Re: Regexps from shell wilcards

henry@zoo.toronto.edu (Henry Spencer)
Mon, 5 Apr 1993 20:57:57 GMT

          From comp.compilers

Related articles
Regexps from shell wilcards colas@opossum.inria.fr (1993-04-02)
Re: Regexps from shell wilcards henry@zoo.toronto.edu (1993-04-05)
| List of all articles for this month |
Newsgroups: comp.compilers
From: henry@zoo.toronto.edu (Henry Spencer)
Keywords: lex
Organization: U of Toronto Zoology
References: 93-04-012
Date: Mon, 5 Apr 1993 20:57:57 GMT

colas@opossum.inria.fr (Colas Nahaboo) writes:
>Is there an algorithm to convert shell-expressions into regular
>expressions? (i.e. generate the string ".*[.]c" from the input "*.c")


The mapping is fairly trivial, but depends on the exact shell syntax you
are interested in.

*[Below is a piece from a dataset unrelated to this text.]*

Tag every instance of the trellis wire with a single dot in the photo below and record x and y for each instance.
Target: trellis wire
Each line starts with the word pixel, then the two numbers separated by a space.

In general, all the constructs are present in both
forms, and you can just map construct-by-construct, but you have to watch
details. For example, mapping shell "*" to regexp ".*" is wrong, because
shell "*" does not match "/". If you write down the exact rules for the
shell syntax you're using, transforming it to regular expressions is
typically easy.


>In the same vein, is there an algorithm to generate case-independent
>regular expressions from nomal ones? (i.e. generate the string
>"[aA][bB][cC][eEfFgG]*" from the input "abc[efg]*")


Again, the real question is defining what you mean by "case-independent
regular expression". It's not trivial; does [^x]y match Xy? As I recall,
those of us on the POSIX.2 regular-expressions working group noticed this
question too late, and the standard as shipped will be rather vague on the
subject. Our informal conclusion, which we hope will make it into an
eventual tidying-up of the standard, was that the right way for
case-independent regular expressions to act is based on a model in which
case distinctions vanish from the alphabet. You can't take that too
literally or complexities arise, but it's a good guide. So no,
case-independent [^x]y does not match Xy, because the [^x] covers all
kinds of X's, be they uppercase or lowercase.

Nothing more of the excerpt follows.